Mohammad-Baqer Aqamiri, a prominent Iranian artist who has been working on Persian painting over the past 40 years, has called the word “miniature” a Latin import and said that using the word for Persian painting incorrect.
“During the National Biennial of Persian Painting in 1994, I proposed the word ‘negargari’ for Persian painting instead of ‘miniature’ as the art has been recognized as Persian painting around the world over the years,” Aqamiri told the Persian service of ILNA on Tuesday.
“Whether the art is registered at UNESCO or not, it is recognized as Persian painting around the world. Meanwhile, the art has been shared at UNESCO with some countries having no background in the field,” lamented the expert who is teaching the art at several Iranian academic centers.
“For example, Turkey has centered on the art over the past 30 or 40 years, and their artworks in this field are really amateurish, and Azerbaijan has no artist who has his own style or anything of significance to say in Persian painting,” he noted.
Following the registration of Persian painting on the UNESCO list, Afghanistan has officially complained to the organization about not having a share in the file.
“It should not be forgotten that Iran’s borders in the past went beyond what we see today. In the past, even Herat was one of Iran’s cities that was located in the Great Khorasan region, but now, Afghanistan arrogates the art to itself,” Aqamiri said.
Mohammad-Ali Rajabi, a member of the Iranian Academy of Arts who also teaches art at several academic centers, has said that Iran has agreed to share the art file with other countries under pressure from some countries such as the United States.
“By their monopolistic policies, countries such as the U.S. intend to stop Iran’s progress, taking all that Iran possesses, and attribute it to other countries,” he said.
“Although the MCHTH officials sought to register Persian painting for Iran at UNESCO, the pressure caused the item to be inscribed as a multinational file,” he lamented.
“A large number of Persian painters and artists in other fields were taken captive by the Ottomans during Sultan Selim’s raid on Iran, and Persian painting flourished in the Ottoman Empire at that time with the help of these Iranian artists,” he said.
“A present, Turkey has no art that can be named negargari so it is fundamentally nonsense to share the UNESCO status on the art of negargari with Turkey and these other countries,” Rajabi noted.

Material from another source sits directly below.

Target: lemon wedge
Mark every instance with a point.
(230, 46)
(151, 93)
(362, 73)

A Persian painting is a two-dimensional artwork that involves the design and creation of small paintings on a book illustration or a separate work of art intended to be kept in an album of such works called a muraqqa.
The techniques are broadly comparable to the Western and Byzantine traditions of miniatures in illuminated manuscripts.

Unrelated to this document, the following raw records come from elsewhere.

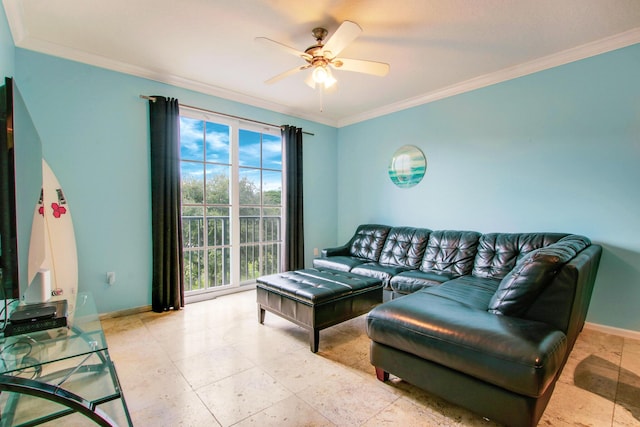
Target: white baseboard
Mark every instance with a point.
(127, 312)
(626, 333)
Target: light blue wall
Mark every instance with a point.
(558, 150)
(94, 132)
(7, 49)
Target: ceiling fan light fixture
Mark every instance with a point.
(321, 74)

Although there is an equally well-established Persian tradition of wall-painting, the survival rate and state of preservation of miniatures is better, and miniatures are a much better-known form of Persian painting in the West. Many of the most important examples of this art form are in Western, or Turkish museums.

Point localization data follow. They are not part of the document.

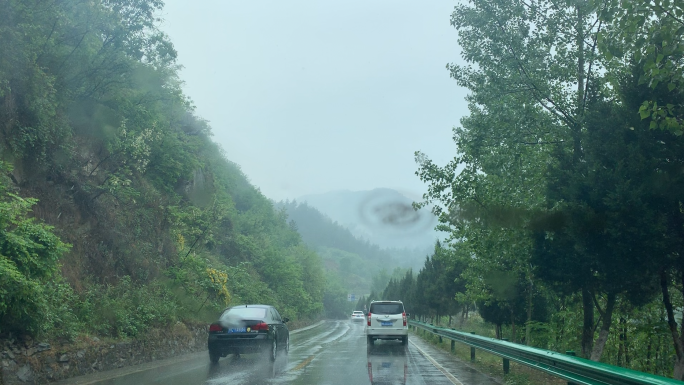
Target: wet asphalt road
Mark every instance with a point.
(334, 352)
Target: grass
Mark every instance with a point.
(492, 365)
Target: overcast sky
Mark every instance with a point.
(313, 96)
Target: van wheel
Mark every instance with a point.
(274, 350)
(214, 357)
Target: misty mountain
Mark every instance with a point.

Persian painting became a significant Iranian genre during the 13th century, receiving Chinese influence after the Mongol conquests, and the highest point in the tradition was reached in the 15th and 16th centuries.
Persian painting was the dominant influence on other Islamic miniature traditions, principally the Ottoman miniature in Turkey, and the Mughal miniature in the Indian subcontinent.